Le coup devait être aussi dur qu’inattendu. Un silence le souligna, puis lady Mary balbutia, et sa voix, pour la première fois, reflétait la crainte.
– Vous voulez que je vole mon mari ? Mais c’est impossible !
– Enlever le diamant sous le nez de Scotland Yard l’était tout autant.
– Je l’admets. Cependant, vous n’y seriez jamais parvenu sans mon aide.
– Personne ne dit le contraire. Vous avez joué fort convenablement votre rôle, aussi n’entre-t-il pas dans mes intentions de vous demander d’agir vous-même. Vous n’aurez qu’à nous faciliter la tâche en me disant d’abord où se trouve la collection.
– Dans notre château du Kent. À Exton Manor.
– Bien, mais c’est encore insuffisant. Il me faut toutes les indications, tous les plans dont j’ai besoin pour mener à bien cette entreprise de... récupération de trésors volés chez nous jadis. Lorsque j’aurai les jades impériaux, vous aurez votre caillou.
– Pourquoi ne l’avoir pas dit plus tôt ?
– Je suis un adepte de la pêche : pour attraper certains poissons, il faut un appât de qualité, puis, avant de le sortir de l’eau, il faut se donner du mal, le fatiguer. C’est ce que j’ai fait parce que je vous connais bien, lady Mary, et cela depuis de longues années et que, de prime abord, vous n’auriez peut-être pas accepté le marché. C’eût été même dangereux pour moi. Il fallait que vous mûrissiez comme le fruit qui résiste à la main quand il est encore vert mais lui tombe tout naturellement dans la paume lorsqu’il est à point. Vous devrez donc nous faciliter l’accès de votre demeure... mais... vous voilà bien songeuse. Mon idée commencerait-elle à vous séduire ?

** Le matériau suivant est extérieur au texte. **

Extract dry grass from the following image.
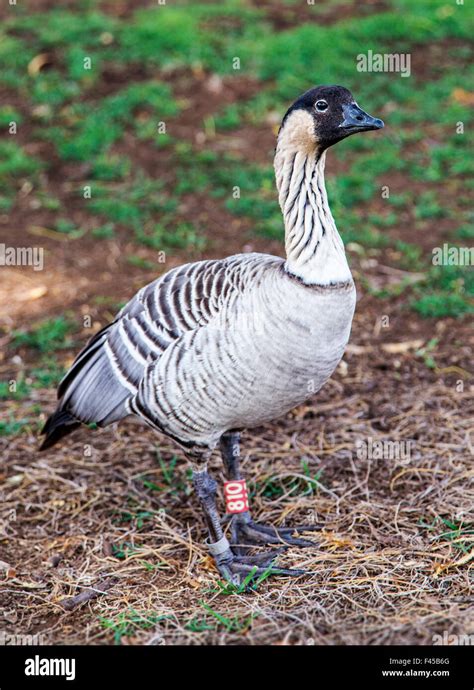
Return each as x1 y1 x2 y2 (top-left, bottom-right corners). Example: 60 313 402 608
0 338 474 645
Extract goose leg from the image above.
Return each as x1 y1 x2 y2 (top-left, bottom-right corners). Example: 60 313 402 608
220 432 319 549
193 470 303 585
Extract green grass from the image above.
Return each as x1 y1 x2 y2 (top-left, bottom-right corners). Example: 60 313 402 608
0 0 474 318
99 608 169 644
44 81 178 161
0 137 42 180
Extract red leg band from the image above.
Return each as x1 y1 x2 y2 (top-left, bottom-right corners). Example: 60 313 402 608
224 479 249 513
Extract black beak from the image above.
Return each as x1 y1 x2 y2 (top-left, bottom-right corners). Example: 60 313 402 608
339 103 384 134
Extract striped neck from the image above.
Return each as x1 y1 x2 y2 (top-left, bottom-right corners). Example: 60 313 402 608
275 145 352 285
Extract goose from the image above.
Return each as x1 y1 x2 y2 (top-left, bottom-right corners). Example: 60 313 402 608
40 85 384 583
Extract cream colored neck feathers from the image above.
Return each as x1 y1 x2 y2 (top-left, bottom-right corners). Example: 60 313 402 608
274 110 352 285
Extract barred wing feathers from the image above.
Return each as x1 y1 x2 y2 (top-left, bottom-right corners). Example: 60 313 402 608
41 254 281 450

– Me séduire ? Alors que vous me demandez de dépouiller l’homme que je...
– Que vous n’avez jamais aimé. Le seul qui ait réussi à toucher votre petit cœur si dur n’était-il pas ce jeune officier de marine rencontré dans un bal chez le gouverneur à Hong Kong ? Vous en étiez folle mais votre père ne voulait pas en entendre parler et vous a empêchée, de justesse, de partir avec lui. Sa carrière en aurait été brisée mais peut-être eussiez-vous été heureuse. D’autant qu’il n’aurait sans doute pas été tué pendant la guerre...
– Où avez-vous appris tout cela ? murmura la jeune femme atterrée.
– Ce n’est pas sorcier et Hong Kong est une petite île où l’on sait tout des gens importants pour peu que l’on s’en donne la peine. Or, vous aviez déjà pris goût au jeu et vous m’intéressiez. Plus tard, vous avez accepté Saint Albans pour sa fortune : au moins vous pourriez, grâce à elle, assouvir votre passion des pierres. À présent, vous êtes pairesse d’Angleterre et vous vous retrouvez l’épouse d’un des hommes les plus riches du pays. Vous pouvez obtenir tout ce que vous voulez.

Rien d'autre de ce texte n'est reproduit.